Пресса очень резко отнеслась к тому, что хор во время коронации Бориса своими интонациями давал понять, что он славит царя из-под палки, и обзывала эти интонации «лаем».

Репетиции «Бориса Годунова» дали нам возможность— в который уже раз — оценить не только большое актерское мастерство Лапицкого, вызывавшее сожаление

<Стр. 680>

о том, что он из-за глухого голоса с носовым оттенком не смог стать актером, но и его прекрасные педагогические способности. Особенно ярко запомнился показ мизансцены монолога «Достиг я высшей власти».

«Нужно показать усталость Бориса, предельную подавленность его все же могучего духа», — говорил Лапицкий и, как бы беззвучно кряхтя, тяжело опускался в кресло боком к публике. Одну руку он медленно ставил на подлокотник и на нее ронял голову. Другая как бы непроизвольно скользила по кафтану и, качнувшись, повисала как плеть. Одна нога была согнута, другая вытянута. Через секунду вся его фигура изображала такое горе, такую подавленность, что на него было жутко и жалко смотреть. Внутренняя наполненность Лапицкого стала особенно ясна после того, когда басы, исполнители роли Бориса, фотографически точно воспроизведя все внешние детали, не сумели все же вызвать в нас ни такое сочувственное сопереживание, ни жуть, как только они начали петь.

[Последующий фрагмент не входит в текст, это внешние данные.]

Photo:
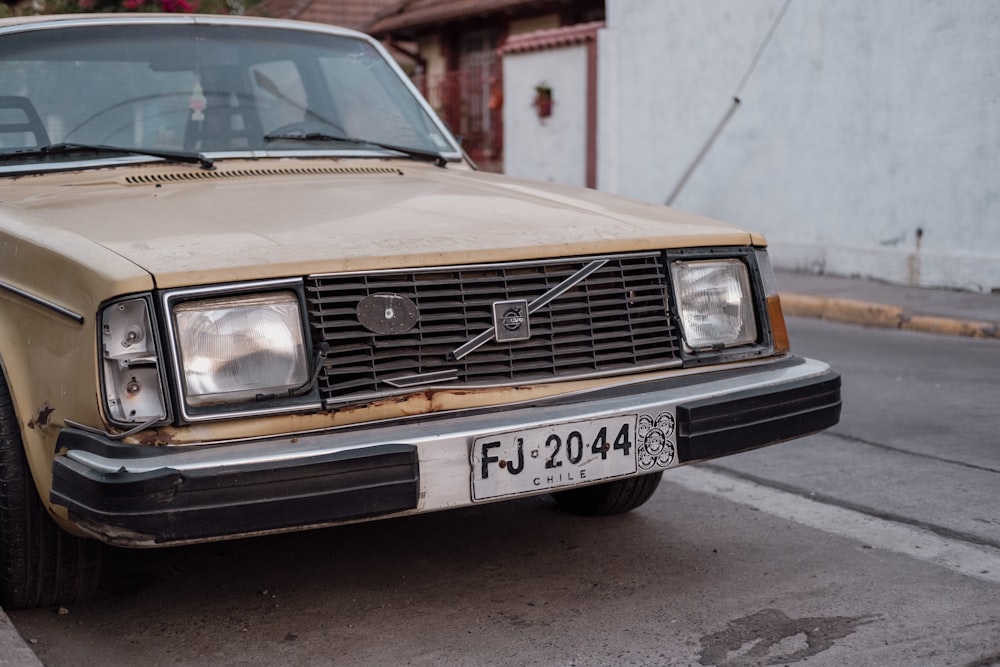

Ретроспективно можно считать, что Лапицкий делал попытку сценическим действием вызвать соответствующее внутреннее состояние, но не нашел способа внушить исполнителям умение координировать этот процесс. Дальнейшие наблюдения вызывают у меня сомнения, возможно ли это вообще с певцами. Разрешу себе привести один пример из современного театра.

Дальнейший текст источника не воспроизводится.